Jean-François Copé de plus en plus critiqué au sein de l'UMP

Affaire Bygmalion, sénateurs UMP soupçonnés de détournements de fonds : avec la multiplication des enquêtes, le patron de l'UMP est la cible de remises en cause de plus en plus appuyées au sein de son parti.

Jean-François Copé, le président de l\'UMP, tient un meeting de campagne dans le cadre des élections européennes, à Jaunay-Clan (Vienne), le 20 mai 2014.
Jean-François Copé, le président de l'UMP, tient un meeting de campagne dans le cadre des élections européennes, à Jaunay-Clan (Vienne), le 20 mai 2014. (GUILLAUME SOUVANT / AFP)

"Détestable." C'est ainsi que le maire UMP de Bordeaux, Alain Juppé, qualifie la situation dans laquelle se trouve aujourd'hui l'UMP. Son président, Jean-François Copé, est notamment mis en cause dans l'affaire Bygmalion.
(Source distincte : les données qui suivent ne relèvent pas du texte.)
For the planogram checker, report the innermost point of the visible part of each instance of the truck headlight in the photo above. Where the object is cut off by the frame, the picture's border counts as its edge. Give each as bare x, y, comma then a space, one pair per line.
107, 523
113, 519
Cette société, fondée par deux proches de Jean-François Copé, est soupçonnée d'avoir surfacturé à l'UMP des conférences via l'une de ses filiales. Mardi 20 mai, on a également appris l'ouverture d'une information judiciaire sur de possibles détournements de fonds opérés au profit de plusieurs sénateurs UMP. Si les soutiens de Jean-François Copé se taisent encore, des voix s'élèvent au sein de l'UMP contre le patron du parti d'opposition.

Des députés UMP réclament de la "transparence"

Lionel Tardy, député UMP de Haute-Savoie, a décidé le premier de rompre le silence. Après avoir déclaré, le 15 mai, que Jean-François Copé n'avait "plus rien à faire à la tête de l'UMP", il a adressé au président de l'UMP une lettre ouverte publiée par France Info, où il lui signifie que "les Français, les militants et élus UMP de base disent stop". Il poursuit : "Je constate simplement, comme beaucoup d’élus et de militants, que depuis votre prise de fonction à la tête de l’UMP il y a maintenant presque deux ans, rien n’a été réglé… Et qu’au contraire, les problèmes s’accumulent." 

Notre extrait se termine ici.